Afghanistan, la foto della marine americana Nicole Gee con un bimbo afghano: "Amo il mio lavoro". Trucidata poche ore dopo

Si chiamava Nicole Gee ed è diventata, all'improvviso, il simbolo del dramma del popolo afghano a Kabul. Aveva 23 anni ed è una dei 13 marines americani morti nel tremendo attentato Isis all'aeroporto di giovedì scorso, dove hanno perso la vita almeno altre 170 persone, civili disperati in attesa di imbarcarsi per lasciare il Paese e fuggire dai talebani.

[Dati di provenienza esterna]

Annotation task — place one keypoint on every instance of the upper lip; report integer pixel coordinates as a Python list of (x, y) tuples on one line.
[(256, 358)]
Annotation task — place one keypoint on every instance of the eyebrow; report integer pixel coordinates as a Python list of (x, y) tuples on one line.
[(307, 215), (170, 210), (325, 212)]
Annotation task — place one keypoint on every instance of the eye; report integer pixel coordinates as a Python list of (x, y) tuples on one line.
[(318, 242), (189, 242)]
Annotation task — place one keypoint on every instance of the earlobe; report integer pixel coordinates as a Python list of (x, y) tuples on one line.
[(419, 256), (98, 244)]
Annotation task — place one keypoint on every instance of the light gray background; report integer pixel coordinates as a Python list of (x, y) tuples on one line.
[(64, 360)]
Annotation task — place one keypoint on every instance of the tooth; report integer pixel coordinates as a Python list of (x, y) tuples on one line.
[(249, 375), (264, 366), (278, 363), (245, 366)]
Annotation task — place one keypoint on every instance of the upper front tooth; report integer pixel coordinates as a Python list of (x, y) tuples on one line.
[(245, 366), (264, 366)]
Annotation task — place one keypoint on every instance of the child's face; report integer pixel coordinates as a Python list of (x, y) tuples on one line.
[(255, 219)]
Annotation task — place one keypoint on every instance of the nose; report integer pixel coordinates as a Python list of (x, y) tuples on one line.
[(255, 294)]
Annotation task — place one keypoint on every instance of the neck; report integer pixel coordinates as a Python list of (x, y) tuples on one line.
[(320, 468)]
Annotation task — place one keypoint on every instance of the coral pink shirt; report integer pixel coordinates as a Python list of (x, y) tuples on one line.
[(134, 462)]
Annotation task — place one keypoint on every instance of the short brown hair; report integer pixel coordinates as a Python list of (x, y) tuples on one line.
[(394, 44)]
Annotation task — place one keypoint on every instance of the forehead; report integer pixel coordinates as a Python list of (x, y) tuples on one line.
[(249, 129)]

Appena una settimana fa, la foto di Nicole con in braccio un neonato afghano strappato alla calca folle e messo in sicurezza dentro l'aeroporto della Capitale aveva fatto il giro del mondo sui social.

 

 

 

 

Una immagine di speranza, un frammento di serenità nell'Inferno afghano spazzato via dalla carneficina causata da un kamikaze jihadista e aumentata, forse, dal fuoco amico dei cecchini Usa a protezione dell'aeroporto. Mentre il Pentagono ha annunciato che indagini sulla dinamica della strage sono ancora in corso, all'America non resta che piangere le sue vittime. 

 

 

 

 

Undici erano marine, come Nicole: Kareem Nikoui, 20 anni; Dylan Merola, 20; Rylee McCollum, 20, Jared Schmitz, 20; David Espinoza, 20; Humberto Sanchez, 22; Daegan Page, 23; Hunter Lopez, 22; Johanny Rosariopichardo, 25; Darin Hoover, 31. Uno era della Marina, Maxton Soviak, 22, il tredicesimo era il soldato dell'esercito Ryan Knauss, 23. A loro si sommano altri 18 militari rimasti feriti.

 

 

 



Sotto quella commovente foto, pubblicata sul suo profilo Instagram, Nicole scriveva semplicemente: "I love my job". Amo il mio lavoro. Una missione, più che una professione. Aveva salvato quel bimbo, passato da una mamma disperata oltre il filo spinato perché almeno lui potesse scappare nell'Occidente libero. Ma per i talebani, Al Qaeda e la cellula afghana dell'Isis i soldati americani erano occupanti e andavano sterminati. Una storia che si ripete ormai da decenni.